It always feels that chick-lit is quite a new genre but turns out that it is only ‘chick-lit’ – the term that is comparatively new. The kind of novels categorized under the banner have been around for a few centuries. We end up with a lot of judgments when one talks about chick-flicks and chick-lit. I’m somehow fascinated by lack of content in them though they are all healthily sized books. Why am I blabbering on about it, cause I’ve just finished reading a chick-lit kinda novel from the chick-flick maestro Nora Ephron.

The novel is said to be based on her real experiences with her second husband, cheating, divorce and central character’s obsession with food. It is aptly and simply titled Heartburn. also told me that there is a movie based on the novel that starred Meryl Streep and Jack Nicholson. Streep and Ephron’s last outing together – Julie and Julia – was no lesser treat. But before I slip into talking about films again, Heartburn is hilarious, witty but somehow too dark at the same time. While reading it you feel this constant anger of wishing to punch someone square in the face and laugh at the same time. It doesn’t lack content or soul like ‘traditional’ chick-lit but it sort of creates these confusing emotions in the readers.
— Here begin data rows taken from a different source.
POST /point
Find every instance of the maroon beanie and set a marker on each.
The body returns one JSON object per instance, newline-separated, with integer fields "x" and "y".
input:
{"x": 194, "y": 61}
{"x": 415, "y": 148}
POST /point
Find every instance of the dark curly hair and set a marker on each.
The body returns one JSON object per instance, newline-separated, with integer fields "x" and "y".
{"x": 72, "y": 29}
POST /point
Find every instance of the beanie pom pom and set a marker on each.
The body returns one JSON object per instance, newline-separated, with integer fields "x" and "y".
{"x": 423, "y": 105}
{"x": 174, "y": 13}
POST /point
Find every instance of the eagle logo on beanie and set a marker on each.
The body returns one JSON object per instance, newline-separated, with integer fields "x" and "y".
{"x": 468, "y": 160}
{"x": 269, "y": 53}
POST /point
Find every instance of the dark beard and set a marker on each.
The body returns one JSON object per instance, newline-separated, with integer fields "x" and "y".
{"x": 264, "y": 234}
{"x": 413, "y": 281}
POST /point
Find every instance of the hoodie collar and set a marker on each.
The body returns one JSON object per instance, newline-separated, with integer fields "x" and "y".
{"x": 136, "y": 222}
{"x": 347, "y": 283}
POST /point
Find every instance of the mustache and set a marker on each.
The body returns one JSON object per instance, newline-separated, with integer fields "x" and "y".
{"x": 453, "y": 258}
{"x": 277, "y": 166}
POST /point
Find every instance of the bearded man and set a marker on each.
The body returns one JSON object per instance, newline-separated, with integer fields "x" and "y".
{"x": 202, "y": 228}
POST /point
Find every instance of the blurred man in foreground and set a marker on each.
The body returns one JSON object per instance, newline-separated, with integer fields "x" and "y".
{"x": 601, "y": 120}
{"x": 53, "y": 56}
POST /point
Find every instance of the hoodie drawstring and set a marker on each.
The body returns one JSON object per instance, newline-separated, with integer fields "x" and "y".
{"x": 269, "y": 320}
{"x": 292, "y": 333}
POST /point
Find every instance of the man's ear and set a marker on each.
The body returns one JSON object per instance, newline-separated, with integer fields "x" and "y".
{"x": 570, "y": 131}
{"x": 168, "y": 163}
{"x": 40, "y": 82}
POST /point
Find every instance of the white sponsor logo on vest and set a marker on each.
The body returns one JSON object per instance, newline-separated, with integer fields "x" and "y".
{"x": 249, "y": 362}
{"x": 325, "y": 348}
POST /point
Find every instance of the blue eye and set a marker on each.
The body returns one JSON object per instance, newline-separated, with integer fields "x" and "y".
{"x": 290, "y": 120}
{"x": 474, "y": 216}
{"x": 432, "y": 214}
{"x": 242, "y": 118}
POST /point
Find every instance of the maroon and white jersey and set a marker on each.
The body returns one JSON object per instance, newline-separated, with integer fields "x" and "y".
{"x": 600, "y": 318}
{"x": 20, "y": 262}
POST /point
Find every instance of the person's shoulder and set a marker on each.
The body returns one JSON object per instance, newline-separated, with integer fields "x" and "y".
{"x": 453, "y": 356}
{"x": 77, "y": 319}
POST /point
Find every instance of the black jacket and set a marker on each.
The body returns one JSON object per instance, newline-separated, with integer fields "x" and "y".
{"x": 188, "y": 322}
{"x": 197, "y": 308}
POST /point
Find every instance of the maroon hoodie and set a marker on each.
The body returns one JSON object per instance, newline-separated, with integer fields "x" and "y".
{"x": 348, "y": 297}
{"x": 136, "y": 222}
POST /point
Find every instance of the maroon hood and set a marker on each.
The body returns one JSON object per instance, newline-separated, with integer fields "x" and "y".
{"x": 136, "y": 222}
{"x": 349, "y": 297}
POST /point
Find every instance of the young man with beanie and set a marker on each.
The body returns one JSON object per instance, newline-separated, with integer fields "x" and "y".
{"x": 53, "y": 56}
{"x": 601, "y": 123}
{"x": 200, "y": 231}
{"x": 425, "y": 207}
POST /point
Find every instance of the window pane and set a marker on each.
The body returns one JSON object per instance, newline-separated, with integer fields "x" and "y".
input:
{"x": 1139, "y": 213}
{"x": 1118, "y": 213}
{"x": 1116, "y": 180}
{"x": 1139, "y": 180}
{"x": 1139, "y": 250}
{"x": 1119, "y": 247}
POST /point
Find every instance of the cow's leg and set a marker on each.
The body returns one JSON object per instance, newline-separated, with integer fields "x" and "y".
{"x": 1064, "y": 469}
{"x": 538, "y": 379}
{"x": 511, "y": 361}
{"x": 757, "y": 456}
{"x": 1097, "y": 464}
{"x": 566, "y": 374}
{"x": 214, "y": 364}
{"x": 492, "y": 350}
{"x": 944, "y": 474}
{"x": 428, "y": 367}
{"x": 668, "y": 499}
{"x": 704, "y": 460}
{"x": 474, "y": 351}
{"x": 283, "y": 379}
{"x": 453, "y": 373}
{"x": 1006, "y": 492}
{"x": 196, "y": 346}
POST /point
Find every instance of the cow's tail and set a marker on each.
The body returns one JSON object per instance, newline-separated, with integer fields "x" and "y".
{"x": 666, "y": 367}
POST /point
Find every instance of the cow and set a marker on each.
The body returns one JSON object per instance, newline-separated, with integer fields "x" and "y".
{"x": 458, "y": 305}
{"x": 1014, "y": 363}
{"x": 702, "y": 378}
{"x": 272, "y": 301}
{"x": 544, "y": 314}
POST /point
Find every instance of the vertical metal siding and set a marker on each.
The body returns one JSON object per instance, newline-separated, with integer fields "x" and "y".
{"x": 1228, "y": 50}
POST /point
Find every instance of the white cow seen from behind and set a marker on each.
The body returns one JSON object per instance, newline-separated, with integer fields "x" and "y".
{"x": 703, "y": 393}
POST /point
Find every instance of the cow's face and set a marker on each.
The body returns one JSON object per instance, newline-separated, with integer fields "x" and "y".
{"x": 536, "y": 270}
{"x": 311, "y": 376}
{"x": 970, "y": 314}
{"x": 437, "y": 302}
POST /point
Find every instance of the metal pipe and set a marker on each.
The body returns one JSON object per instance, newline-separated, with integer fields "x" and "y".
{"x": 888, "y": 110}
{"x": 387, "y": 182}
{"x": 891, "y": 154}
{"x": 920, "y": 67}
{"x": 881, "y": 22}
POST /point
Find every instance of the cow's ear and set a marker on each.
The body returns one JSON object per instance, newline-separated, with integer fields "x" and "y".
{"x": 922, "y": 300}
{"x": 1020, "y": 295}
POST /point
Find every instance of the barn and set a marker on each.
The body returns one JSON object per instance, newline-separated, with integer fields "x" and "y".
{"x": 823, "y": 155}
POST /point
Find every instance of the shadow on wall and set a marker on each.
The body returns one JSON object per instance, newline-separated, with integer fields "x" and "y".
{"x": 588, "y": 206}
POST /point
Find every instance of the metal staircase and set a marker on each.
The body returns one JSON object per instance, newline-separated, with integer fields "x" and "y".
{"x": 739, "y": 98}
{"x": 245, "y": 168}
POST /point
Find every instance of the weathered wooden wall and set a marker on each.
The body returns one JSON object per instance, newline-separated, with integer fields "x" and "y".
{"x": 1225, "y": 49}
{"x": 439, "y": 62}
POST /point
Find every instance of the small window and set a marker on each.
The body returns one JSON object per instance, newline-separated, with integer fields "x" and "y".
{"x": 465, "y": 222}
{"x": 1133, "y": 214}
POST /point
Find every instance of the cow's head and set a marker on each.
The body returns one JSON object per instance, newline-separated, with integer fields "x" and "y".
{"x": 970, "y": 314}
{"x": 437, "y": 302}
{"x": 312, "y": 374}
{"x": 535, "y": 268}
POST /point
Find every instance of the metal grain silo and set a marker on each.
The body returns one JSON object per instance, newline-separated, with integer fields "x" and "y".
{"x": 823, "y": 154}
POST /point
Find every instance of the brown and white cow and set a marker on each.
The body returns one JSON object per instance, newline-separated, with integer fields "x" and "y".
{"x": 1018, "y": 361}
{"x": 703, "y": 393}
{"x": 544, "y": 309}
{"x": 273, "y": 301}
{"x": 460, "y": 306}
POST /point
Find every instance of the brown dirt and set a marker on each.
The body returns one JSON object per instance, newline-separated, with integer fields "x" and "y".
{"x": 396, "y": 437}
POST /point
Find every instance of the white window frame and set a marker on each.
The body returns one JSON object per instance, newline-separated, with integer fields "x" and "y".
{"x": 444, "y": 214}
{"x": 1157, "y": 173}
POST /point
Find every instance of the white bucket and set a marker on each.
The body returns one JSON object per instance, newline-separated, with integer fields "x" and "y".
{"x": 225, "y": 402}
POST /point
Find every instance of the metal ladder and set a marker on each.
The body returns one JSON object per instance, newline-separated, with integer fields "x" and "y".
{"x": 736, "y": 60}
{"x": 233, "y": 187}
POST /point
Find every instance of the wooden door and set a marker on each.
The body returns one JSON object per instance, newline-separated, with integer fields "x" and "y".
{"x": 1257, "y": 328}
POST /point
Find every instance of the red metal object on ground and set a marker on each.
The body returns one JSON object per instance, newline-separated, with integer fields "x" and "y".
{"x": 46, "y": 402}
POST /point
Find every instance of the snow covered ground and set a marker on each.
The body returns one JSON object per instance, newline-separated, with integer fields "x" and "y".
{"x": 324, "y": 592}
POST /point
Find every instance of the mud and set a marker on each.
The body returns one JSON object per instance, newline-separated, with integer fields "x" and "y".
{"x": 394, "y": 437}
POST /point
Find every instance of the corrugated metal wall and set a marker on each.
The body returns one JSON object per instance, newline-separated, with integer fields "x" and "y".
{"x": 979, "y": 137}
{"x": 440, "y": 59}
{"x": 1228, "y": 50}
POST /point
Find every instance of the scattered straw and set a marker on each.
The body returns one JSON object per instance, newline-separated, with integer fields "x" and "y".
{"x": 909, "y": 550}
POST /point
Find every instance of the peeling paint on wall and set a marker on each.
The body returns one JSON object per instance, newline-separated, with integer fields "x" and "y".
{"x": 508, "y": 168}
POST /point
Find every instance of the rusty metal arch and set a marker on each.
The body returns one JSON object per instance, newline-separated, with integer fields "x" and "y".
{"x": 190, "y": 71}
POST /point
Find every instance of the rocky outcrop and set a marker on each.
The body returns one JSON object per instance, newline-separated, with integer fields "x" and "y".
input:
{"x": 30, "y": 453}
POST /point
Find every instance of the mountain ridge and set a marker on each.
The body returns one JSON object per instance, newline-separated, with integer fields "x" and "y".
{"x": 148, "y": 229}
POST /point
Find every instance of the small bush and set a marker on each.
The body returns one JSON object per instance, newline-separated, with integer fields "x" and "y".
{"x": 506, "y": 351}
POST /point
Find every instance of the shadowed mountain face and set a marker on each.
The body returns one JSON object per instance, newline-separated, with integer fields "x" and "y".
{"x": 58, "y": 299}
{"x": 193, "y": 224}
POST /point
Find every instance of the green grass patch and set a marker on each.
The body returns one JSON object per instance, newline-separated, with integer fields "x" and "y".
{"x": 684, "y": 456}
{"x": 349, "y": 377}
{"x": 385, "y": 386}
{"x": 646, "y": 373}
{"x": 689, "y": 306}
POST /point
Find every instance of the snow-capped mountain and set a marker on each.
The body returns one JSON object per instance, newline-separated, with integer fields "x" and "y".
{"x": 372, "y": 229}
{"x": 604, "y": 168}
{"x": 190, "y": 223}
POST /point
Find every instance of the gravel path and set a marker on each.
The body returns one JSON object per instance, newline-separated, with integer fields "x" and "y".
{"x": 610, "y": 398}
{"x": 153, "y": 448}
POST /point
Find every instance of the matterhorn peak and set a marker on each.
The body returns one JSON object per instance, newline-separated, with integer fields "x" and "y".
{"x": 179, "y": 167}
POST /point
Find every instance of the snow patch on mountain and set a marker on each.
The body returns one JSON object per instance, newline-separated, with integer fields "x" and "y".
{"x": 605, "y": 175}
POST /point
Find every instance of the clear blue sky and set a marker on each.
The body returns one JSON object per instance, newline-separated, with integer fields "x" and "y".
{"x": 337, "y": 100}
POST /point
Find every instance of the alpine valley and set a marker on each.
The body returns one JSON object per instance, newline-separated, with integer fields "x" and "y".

The reviews of the novel say that Ephron wrote it as a revenge for the second husband, Carl Bernstein. Yes, he is the same journo involved in the Nixon hoopla. Apparently it all reminds one of another Streep movie, not directed or written by Ephron called, ‘It’s Complicated’.
We found Heartburn, published in 1983, buried in the 1 euro per book store run by a very old man. Perhaps indicating the future of chick-lit if they don’t go beyond shopping, bright colours, dating pattern of old women and recovering from heartburns. It is ironical that women themselves as writers end up glorifying the lack of content. I need some cold milk.